Tim gabungan yang terdiri dari Satreskrim Polres Pelalawan, Ditreskrimsus Polda Riau, Bidlabfor Polda Riau, serta BBKSDA Riau melakukan olah tempat kejadian perkara (TKP) pada Selasa (3/2) dan dilanjutkan dengan pemeriksaan lanjutan pada Rabu (4/2).
Kabid Labfor Polda Riau AKBP Ungkap Siahaan mengungkapkan, dari hasil pemeriksaan laboratorium, penyidik menemukan dua serpihan logam yang diduga kuat merupakan proyektil atau anak peluru senjata api.

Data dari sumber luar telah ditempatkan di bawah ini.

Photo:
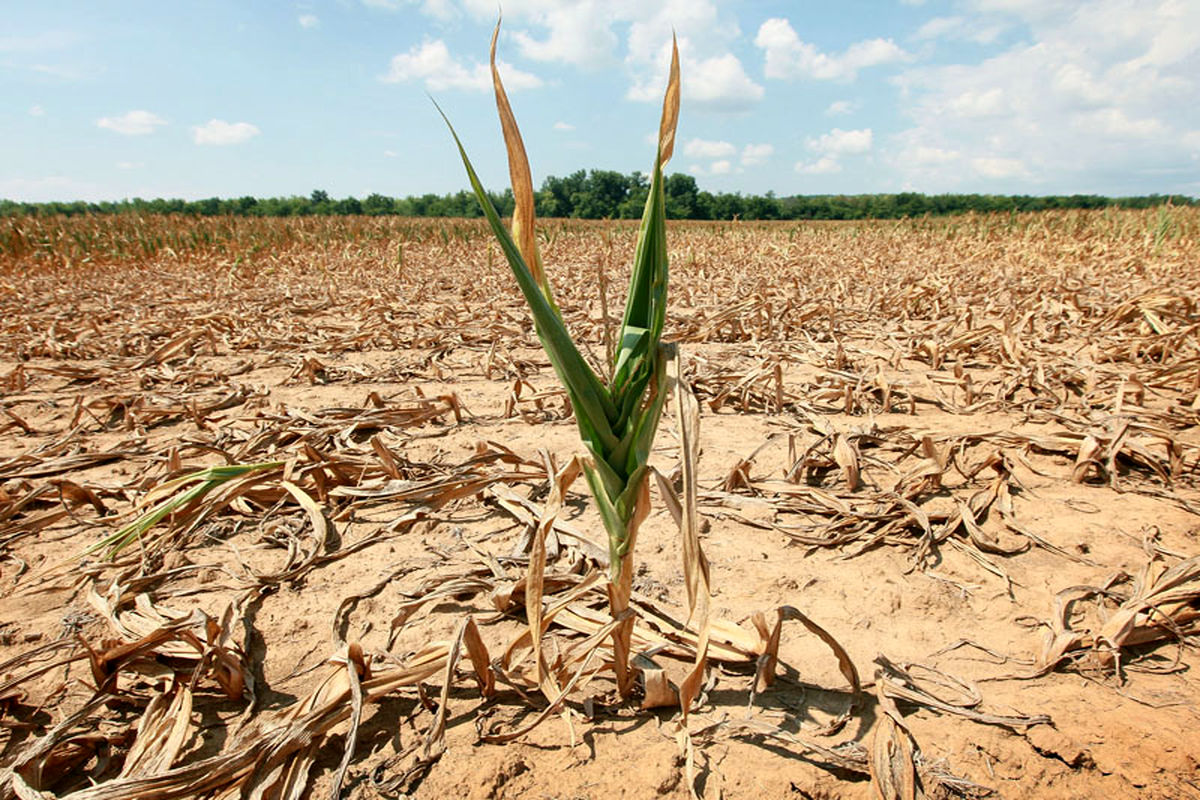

“Barang bukti berupa dua potongan logam telah kami uji dan mengandung unsur timbal, tembaga, serta nitrat. Temuan ini menguatkan dugaan penggunaan senjata api dalam kematian gajah tersebut,” jelas AKBP Ungkap.
Selain itu, tim juga mengambil sampel tanah dan air di sekitar lokasi penemuan bangkai gajah. Berdasarkan hasil pemeriksaan awal, tidak ditemukan kandungan sianida maupun merkuri, sehingga dugaan kematian akibat keracunan dapat disingkirkan.
Sementara itu, perwakilan Balai Besar KSDA Riau, Kabid Wilayah I Yudha, menegaskan bahwa kematian gajah tersebut tidak wajar. Bahkan, ditemukan hilangnya bagian wajah gajah yang semakin menguatkan indikasi praktik perburuan liar.
“Kejahatan terhadap gajah adalah kejahatan terhadap negara dan masa depan keanekaragaman hayati Indonesia. Negara tidak akan mentolerir perbuatan ini,” tegas Yudha.
Ia menambahkan, setiap tindakan perburuan, pembunuhan, penyimpanan, pengangkutan, hingga perdagangan bagian tubuh satwa dilindungi merupakan tindak pidana sebagaimana diatur dalam Undang-Undang Nomor 32 Tahun 2024 tentang perubahan atas Undang-Undang Nomor 5 Tahun 1990, khususnya Pasal 21 ayat 2.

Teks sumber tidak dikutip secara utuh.